Security scanners: automatic validation of vulnerabilities using fuzzy sets and neural networks

Now in the world there are a large number of information security scanners of various companies (including MaxPatrol , XSpider and the Positive Technologies Application Inspector code analyzer). Such tools differ in price, quality of scanning, types of identified vulnerabilities, methods of their search and dozens of other parameters.

When creating scanners, an important role is played by methods of testing their work , a special place in which is occupied by a competitive analysis of similar products.
')
As a rule, the result of any security scanner is a list of detected vulnerabilities, obtained in the process of analyzing a web application. The fact that heuristic algorithms are used in scanners leads to the problem of having false positives and filling the list with non-existent vulnerabilities in reality (false positives). And this, in turn, leads to the need to allocate a security expert to check the operation of the scanner.
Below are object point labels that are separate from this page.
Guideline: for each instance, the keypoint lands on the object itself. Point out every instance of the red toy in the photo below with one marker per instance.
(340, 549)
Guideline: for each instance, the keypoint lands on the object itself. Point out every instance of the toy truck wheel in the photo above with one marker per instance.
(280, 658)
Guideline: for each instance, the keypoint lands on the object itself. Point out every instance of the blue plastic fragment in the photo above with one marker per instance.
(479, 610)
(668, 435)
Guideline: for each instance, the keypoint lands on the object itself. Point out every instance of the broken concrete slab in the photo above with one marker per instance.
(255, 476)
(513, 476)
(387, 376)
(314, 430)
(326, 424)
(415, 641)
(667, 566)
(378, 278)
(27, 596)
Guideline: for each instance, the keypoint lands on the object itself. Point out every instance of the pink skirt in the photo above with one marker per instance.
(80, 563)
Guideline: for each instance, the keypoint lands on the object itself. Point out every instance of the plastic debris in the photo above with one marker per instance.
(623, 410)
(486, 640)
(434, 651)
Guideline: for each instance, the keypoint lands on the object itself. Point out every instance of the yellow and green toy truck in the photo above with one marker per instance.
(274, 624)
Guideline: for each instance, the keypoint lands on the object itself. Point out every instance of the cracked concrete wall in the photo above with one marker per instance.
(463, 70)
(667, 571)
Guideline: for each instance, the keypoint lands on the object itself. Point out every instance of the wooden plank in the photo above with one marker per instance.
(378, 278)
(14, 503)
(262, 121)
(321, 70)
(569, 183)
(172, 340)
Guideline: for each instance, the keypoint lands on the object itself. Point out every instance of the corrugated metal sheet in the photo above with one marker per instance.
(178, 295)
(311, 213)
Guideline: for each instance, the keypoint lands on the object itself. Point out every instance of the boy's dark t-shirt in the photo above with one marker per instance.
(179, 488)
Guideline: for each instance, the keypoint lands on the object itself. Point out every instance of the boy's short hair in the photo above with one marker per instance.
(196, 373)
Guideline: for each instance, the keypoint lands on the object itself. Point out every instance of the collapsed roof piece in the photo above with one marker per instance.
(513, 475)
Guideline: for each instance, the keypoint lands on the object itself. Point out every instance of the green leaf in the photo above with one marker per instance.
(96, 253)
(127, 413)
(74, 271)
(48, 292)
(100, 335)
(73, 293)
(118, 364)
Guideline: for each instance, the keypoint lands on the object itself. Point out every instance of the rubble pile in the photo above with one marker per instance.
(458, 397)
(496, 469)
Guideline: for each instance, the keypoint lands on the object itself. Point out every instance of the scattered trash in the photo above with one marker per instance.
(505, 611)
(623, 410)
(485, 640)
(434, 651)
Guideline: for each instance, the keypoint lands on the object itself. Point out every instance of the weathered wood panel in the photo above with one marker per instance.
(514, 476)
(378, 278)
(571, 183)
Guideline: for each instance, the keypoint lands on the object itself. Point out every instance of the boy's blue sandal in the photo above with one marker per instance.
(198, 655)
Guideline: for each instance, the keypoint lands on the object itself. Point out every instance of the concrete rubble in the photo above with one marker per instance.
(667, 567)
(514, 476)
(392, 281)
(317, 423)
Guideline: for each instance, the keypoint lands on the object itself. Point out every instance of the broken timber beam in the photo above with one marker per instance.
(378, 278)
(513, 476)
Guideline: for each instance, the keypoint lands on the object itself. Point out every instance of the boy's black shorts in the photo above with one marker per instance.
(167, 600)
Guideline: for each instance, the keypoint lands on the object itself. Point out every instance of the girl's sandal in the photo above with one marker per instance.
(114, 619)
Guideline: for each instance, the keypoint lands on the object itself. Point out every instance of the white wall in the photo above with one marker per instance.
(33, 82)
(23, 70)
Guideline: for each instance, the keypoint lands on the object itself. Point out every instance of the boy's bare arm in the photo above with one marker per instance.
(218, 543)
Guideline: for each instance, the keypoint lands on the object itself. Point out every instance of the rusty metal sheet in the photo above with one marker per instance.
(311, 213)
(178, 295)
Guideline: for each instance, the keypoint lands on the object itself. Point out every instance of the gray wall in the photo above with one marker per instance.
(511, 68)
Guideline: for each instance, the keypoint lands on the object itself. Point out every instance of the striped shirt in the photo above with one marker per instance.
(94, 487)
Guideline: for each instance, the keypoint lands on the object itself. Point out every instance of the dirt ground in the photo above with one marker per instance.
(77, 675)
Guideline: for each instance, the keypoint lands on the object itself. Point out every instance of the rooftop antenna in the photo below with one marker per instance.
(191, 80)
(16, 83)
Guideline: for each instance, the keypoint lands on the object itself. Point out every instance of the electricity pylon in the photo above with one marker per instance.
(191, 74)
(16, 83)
To confirm the presence of a vulnerability, it is proposed to use “reference” lists of vulnerabilities contained in similar web applications. The analyst can use such lists to identify the most likely vulnerabilities of the product being tested and filter out the obvious false positives.

Statement of the task of fuzzy classification of vulnerabilities

In practice, we propose to solve the problem of confirming vulnerabilities from the list issued by the scanner as a task of comparing them with some standards. If all objects — both standards and candidates for vulnerabilities — can be unambiguously parameterized, represented as a vector, then the problem can be reduced to the classical problem of classifying the elements of a set .

Input data:

The set of Vulners of all web application vulnerabilities is given, which can be set by their vectors by signs v _i . Vulners has many Candidates - vulnerability candidates found by the scanner.
Each candidate vulnerability can be attributed to two classes: I - confirmed (Ver) and II - unconfirmed (NVer) vulnerabilities.
There are many Eth - reference vulnerabilities in class I.
A number of Scales are specified - measuring scales for assessing the properties of vulnerabilities, both clear and fuzzy.

Required:

Build functions linking clear and fuzzy scales to allow different interpretations of classification results.
Build the Classificator function, which for each vulnerability indicates an assessment of its belonging to the classes of confirmed and unconfirmed vulnerabilities.

As measuring scales for assessing the properties of information systems can be used:

A clear scale is a set of real numbers from the [0, 1] segment, which can be easily converted to any other kind of clear numerical sets — discrete, continuous, unbounded — using various conversion functions.
The fuzzy scale of an F-set of ordered fuzzy variables of the form FP = {fp _i }, where fp _i are linguistic variables that describe the values of the properties of an object.

Clear and fuzzy “universal” measuring scales

Input Encoding

For any classification method, vulnerabilities must be pre-coded, that is, represented by the vector v = {v _i } from Vulners. To do this, a formal coding rule must be specified, according to which it is possible to evaluate individual properties of real vulnerabilities on a clear scale S.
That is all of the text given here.